Latest in Gaming

Image credit:

Massively interview: Thom Terrazas in his new role as EverQuest's producer

William Dobson

Thom Terrazas just recently replaced Clint Worley as the producer for EverQuest, and we were lucky enough to get the chance to speak to him about the move. Among other things, we found out what's in store for the current playerbase in the future, why EverQuest newbies should try the game, and learned that although the 51/50 server type won the latest poll, we should hold out hope for other new types too -- maybe even a "Classic" server. We snuck in a few questions about Vanguard and PlanetSide as well. To get Thom's take on these things and more, click through and read the full interview.

Firstly, congratulations on your new position as the Producer of EverQuest.

Thom Terrazas: I appreciate that, thank you very much.

Massively: You've just come from having the producer role for Vanguard and PlanetSide, and you've recently let the fans know that you will still be helping out a bit with those two games for a while, so we'll just very briefly touch on them for a moment if you don't mind?

TT: Sure, go right ahead.

Massively: Are you happy with the state of the game in Vanguard right now, and do you see it succeeding in the long term?

TT: Yeah, actually I'm really happy with Vanguard. Vanguard launched with a big goal in mind to have a beautiful picturesque game, and it probably reached that goal, but there were side effects. There were a lot of performance issues that go along with that. I think initially it was very difficult for machines that weren't ready to hit those scenes in the game.

When a game launches you have this great relief, and then you continue on and can respond to what the issues are, and the team just kept on moving forward. They had so much that they wanted to pour into the game, and improving on the performance was the first thing.
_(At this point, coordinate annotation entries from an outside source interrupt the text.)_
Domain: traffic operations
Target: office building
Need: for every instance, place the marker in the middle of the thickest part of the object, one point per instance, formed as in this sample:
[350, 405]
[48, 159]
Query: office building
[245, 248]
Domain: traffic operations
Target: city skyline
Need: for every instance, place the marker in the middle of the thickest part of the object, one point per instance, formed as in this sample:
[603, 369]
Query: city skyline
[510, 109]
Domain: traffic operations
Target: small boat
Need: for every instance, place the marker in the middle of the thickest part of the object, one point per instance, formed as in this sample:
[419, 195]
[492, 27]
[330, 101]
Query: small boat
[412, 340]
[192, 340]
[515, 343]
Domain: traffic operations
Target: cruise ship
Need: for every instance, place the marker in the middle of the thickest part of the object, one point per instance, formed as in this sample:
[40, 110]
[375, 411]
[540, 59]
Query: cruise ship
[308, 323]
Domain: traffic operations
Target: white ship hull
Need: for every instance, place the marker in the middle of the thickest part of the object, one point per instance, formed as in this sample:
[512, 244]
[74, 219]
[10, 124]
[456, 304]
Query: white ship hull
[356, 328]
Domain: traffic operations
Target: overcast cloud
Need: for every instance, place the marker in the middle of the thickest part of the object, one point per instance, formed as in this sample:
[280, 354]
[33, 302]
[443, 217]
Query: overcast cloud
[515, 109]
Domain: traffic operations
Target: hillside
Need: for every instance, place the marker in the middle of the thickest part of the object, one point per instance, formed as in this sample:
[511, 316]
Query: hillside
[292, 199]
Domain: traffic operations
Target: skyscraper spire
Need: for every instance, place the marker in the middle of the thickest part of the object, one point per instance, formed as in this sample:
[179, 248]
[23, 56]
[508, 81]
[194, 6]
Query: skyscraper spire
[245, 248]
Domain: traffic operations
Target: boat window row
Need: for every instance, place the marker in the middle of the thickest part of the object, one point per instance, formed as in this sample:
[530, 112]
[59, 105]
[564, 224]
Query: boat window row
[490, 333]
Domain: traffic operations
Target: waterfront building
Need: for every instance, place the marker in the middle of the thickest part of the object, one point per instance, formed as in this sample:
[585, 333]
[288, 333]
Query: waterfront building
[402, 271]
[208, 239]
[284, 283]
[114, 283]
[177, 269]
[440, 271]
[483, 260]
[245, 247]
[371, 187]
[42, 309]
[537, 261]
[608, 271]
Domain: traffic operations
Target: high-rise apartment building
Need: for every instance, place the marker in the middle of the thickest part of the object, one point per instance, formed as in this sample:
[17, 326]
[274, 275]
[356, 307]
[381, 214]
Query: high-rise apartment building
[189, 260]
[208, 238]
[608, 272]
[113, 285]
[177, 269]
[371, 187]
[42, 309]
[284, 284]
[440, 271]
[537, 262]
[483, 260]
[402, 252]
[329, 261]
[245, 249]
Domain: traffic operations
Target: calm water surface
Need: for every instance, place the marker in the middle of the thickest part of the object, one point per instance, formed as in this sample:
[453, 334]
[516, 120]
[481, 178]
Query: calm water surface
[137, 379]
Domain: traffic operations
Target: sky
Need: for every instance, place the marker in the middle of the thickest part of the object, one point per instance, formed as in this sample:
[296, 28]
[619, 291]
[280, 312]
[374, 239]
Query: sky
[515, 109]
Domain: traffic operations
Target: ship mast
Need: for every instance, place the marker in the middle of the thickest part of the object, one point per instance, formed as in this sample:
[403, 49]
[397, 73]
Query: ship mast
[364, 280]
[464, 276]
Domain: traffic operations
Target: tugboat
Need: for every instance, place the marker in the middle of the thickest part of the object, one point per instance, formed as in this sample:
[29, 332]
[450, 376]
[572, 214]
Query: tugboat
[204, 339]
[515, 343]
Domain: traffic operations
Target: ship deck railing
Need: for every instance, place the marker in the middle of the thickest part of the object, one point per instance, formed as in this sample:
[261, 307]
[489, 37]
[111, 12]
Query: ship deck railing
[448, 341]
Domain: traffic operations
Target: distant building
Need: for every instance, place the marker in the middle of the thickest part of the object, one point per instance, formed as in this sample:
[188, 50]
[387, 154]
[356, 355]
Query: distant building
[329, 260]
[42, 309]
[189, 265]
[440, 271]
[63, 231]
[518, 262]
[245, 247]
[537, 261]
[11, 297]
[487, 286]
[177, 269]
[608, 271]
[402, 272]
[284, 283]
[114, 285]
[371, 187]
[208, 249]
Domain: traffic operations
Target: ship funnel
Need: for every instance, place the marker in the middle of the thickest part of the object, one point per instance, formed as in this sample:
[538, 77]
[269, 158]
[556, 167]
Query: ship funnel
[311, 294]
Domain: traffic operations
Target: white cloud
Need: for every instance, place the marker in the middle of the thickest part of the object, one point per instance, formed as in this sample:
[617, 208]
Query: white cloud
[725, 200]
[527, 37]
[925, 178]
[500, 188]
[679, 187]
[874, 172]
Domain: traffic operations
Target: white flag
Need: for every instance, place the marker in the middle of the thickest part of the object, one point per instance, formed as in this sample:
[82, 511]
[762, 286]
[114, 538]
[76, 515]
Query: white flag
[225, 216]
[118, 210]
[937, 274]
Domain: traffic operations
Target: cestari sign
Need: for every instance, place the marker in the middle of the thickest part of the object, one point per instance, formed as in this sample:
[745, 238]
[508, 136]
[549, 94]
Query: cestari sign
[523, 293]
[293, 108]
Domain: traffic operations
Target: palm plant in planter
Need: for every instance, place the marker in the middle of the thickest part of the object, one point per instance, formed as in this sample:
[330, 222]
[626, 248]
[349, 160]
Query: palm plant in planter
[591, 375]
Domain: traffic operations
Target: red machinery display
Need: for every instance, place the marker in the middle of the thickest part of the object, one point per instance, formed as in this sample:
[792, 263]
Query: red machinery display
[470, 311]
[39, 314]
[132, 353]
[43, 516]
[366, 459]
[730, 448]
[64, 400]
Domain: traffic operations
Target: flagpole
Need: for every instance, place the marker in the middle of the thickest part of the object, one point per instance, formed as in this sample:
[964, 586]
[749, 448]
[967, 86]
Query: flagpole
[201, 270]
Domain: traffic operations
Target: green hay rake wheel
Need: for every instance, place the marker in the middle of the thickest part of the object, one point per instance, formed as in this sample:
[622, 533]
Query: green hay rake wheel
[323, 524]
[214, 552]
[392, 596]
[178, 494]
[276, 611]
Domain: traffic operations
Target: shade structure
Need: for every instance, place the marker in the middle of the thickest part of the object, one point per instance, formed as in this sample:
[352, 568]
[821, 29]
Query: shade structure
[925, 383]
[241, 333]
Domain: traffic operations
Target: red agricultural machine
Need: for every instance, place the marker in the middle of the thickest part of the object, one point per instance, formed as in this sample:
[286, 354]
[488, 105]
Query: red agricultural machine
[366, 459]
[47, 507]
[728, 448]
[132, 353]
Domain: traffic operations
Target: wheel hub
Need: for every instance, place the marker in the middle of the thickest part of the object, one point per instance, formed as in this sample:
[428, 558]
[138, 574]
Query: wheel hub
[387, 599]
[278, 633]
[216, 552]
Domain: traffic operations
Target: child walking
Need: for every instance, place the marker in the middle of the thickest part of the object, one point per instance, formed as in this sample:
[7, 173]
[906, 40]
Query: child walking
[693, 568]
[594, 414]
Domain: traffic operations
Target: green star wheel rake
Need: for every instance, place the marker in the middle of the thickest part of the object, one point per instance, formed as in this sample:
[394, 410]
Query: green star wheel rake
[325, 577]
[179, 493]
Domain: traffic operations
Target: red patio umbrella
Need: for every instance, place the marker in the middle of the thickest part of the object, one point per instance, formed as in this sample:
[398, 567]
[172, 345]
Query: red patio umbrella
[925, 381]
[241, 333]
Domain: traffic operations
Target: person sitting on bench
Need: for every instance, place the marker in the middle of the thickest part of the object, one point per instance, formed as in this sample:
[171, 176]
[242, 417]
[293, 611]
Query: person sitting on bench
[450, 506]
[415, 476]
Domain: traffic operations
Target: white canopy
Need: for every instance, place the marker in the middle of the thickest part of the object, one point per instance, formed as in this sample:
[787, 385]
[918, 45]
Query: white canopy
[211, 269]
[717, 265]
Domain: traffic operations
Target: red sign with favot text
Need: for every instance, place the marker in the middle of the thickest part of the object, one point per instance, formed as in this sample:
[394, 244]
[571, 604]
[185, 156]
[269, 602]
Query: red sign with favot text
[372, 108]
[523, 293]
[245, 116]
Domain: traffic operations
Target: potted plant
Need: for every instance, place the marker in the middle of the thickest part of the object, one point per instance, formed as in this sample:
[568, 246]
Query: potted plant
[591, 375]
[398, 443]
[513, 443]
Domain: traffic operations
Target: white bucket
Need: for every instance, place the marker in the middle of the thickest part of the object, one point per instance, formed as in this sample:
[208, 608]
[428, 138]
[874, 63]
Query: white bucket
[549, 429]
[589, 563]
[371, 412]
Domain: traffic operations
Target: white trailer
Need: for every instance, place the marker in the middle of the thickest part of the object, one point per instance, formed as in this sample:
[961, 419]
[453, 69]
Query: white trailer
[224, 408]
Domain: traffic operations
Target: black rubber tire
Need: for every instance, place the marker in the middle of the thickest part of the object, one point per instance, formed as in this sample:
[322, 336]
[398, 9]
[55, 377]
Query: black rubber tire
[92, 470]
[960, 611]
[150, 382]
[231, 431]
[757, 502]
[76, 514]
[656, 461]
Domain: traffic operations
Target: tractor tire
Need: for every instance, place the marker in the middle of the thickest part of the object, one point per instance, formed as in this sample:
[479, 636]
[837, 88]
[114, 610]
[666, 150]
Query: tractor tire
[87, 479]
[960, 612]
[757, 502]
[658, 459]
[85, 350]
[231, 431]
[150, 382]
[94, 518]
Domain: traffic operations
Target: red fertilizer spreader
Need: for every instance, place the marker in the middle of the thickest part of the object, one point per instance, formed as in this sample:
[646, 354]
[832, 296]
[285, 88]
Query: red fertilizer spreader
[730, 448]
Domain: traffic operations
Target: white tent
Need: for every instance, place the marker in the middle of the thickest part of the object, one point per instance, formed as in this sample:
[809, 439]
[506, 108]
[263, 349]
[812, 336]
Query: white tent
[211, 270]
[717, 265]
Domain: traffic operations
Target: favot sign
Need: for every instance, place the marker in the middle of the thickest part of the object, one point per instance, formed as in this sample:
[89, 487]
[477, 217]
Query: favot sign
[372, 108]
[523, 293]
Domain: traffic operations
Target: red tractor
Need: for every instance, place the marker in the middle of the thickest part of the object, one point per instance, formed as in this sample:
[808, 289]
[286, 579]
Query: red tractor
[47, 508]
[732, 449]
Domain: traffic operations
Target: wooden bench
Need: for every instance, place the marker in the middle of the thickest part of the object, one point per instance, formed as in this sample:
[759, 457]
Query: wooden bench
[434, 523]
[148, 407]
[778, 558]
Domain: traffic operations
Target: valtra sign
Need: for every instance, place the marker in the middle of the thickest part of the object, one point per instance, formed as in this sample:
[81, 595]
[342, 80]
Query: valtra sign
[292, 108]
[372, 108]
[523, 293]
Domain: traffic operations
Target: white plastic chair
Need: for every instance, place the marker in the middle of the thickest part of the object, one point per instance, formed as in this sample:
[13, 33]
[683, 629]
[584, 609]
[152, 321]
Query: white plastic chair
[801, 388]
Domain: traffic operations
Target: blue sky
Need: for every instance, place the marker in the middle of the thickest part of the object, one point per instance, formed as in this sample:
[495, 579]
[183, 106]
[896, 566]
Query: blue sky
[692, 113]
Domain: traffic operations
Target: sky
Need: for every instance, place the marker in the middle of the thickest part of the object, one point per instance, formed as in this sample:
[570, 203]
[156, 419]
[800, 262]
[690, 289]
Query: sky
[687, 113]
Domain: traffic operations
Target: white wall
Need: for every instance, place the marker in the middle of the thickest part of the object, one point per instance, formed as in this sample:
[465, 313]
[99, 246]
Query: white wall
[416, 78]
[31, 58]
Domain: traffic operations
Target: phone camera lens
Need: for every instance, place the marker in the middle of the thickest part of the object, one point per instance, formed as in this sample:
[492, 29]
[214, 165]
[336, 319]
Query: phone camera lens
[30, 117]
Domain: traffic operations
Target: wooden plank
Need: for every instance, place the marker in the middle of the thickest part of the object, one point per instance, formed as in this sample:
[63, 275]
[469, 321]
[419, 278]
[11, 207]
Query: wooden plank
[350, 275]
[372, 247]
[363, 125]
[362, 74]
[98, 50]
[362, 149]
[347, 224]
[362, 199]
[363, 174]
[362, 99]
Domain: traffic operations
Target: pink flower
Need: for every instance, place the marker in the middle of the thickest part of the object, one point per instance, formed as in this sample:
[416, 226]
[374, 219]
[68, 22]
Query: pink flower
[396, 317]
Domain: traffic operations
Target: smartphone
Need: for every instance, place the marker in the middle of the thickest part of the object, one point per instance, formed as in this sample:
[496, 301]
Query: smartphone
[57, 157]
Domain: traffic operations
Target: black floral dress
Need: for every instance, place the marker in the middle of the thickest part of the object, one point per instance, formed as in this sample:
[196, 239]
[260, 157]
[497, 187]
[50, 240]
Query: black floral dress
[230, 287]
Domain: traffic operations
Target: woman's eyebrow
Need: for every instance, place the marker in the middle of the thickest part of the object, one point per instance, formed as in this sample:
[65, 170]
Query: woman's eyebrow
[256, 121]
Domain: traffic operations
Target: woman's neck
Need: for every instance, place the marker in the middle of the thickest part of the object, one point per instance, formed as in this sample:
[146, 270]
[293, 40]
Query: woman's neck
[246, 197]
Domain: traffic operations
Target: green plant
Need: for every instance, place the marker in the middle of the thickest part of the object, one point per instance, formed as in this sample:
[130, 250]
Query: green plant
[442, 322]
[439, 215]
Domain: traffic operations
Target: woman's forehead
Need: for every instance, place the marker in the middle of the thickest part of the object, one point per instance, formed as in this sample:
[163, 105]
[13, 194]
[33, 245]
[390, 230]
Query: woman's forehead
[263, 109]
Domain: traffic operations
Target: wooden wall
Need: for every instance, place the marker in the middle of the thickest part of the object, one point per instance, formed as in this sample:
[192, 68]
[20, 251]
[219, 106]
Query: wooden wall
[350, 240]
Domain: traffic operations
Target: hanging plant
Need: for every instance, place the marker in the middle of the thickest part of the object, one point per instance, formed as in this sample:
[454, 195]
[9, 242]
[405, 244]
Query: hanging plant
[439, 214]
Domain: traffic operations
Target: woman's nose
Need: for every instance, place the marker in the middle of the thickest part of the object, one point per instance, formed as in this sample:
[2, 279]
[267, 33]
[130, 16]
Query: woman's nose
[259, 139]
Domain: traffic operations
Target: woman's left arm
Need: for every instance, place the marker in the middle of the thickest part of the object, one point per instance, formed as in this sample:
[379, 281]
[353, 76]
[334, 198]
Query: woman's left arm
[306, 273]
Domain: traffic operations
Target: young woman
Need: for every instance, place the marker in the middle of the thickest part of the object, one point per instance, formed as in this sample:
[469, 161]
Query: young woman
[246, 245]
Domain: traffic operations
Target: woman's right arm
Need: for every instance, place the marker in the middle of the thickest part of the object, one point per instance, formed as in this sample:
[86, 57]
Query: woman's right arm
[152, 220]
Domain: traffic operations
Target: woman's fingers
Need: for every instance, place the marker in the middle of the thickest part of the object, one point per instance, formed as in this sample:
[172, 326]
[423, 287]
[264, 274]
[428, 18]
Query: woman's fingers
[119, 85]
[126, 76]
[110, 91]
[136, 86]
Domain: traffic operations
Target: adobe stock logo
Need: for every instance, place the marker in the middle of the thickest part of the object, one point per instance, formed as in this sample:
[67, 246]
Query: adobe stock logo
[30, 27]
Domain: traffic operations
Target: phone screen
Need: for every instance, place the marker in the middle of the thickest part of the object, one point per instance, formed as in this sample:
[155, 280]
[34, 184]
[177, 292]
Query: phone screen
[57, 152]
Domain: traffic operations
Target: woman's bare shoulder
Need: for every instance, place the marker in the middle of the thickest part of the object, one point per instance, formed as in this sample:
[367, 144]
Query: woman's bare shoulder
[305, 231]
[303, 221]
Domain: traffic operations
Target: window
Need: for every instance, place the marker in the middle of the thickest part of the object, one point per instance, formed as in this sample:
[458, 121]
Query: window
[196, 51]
So they greatly improved the performance of the game, and maybe if you had a difficult time playing it initially, this is one of the great times to get in and see what you were meant to see at the beginning. That was probably accomplished within a good six months after the game launched.

Massively: Do you think it's likely that Salim Grant (note: currently Vanguard's lead designer) will end up taking over the Vanguard producer role in its entirety, or is that yet to be determined?

TT: Honestly I would say that's yet to be determined. I have no doubt that Salim could do it, but when you are in the producer role, but your background and your drive is to do design, it pulls you in too many directions for you to be efficient in both roles. I would say that Salim's strengths are in design. He plays many games and he has a great knowledge of systems and how they work, and what players enjoy playing. So I think he would definitely be able to move into the role of producer, but his heart is in the design role. He probably will want to keep moving in that direction.

"This is a new process for me. Vanguard originated from a different company, so they had their own process, and it was a different culture."

Massively: As for your role with PlanetSide, you said that you would be doing some of the same things as before over there. Do you think you'll be continuing that for some time or will someone else take over soon?

TT: The team size on PlanetSide has shrunk over the years since release to a manageable state. It's a business and so it still has to be profitable, and I would say that the team won't be growing. It will be maintained by the same number that it is now. Obviously my time will be shared on the EverQuest side, but PlanetSide will still be getting some attention, definitely.

Massively: Let's talk about your main gig as the EverQuest producer. It must be exciting coming back to EverQuest after being an EQ Game Master when the game was just beginning 10 years ago.

TT: There was such a nostalgic feel remembering what we all put into the game. Now obviously I didn't work on the creation of the game, but when it launched many people shared the excitement of this game setting a new path for the industry. There was a feeling of "Welcome back again", being part of the team. Many faces have changed, but a lot of them are still here. It was very exciting to come back and be part of something that created this company.

Massively: Now that you're involved with the game, do you have any changes of direction in mind? Or is it more a matter of keeping on going in the same manner that has proven to be successful all this time, and not disturbing the mojo so to speak?

TT: I think you've kinda hit the nail on the head there. I've come in and tried to get entrenched in the systems and the processes. This is a new process for me. Vanguard originated from a different company, so they had their own process, and it was a different culture. So I'm just getting my feet wet into the system of EverQuest, and trying to see how it plays out, and where I can make improvements.

Massively: EverQuest is one of the few MMOs that manages to be successful despite being launched so long ago. Is that mainly due to a core group of die-hard fans and former players returning, or do you see attracting brand new players as important to prolong the game's life even further?

TT: Well I think we're going to have to do both. The game does have, if we can term them that, die-hard fans. They're people that just enjoy playing a good game, and again, there's that nostalgic feel as well. I think anyone that's played and put so much time and effort into not only the game, but the friendships they've created in the game as well, it's really difficult to give up that sense of belonging. So we're going to have to keep nurturing that relationship with the player-base, and give them what they desire, what they would like to see as the next step in their character's existence.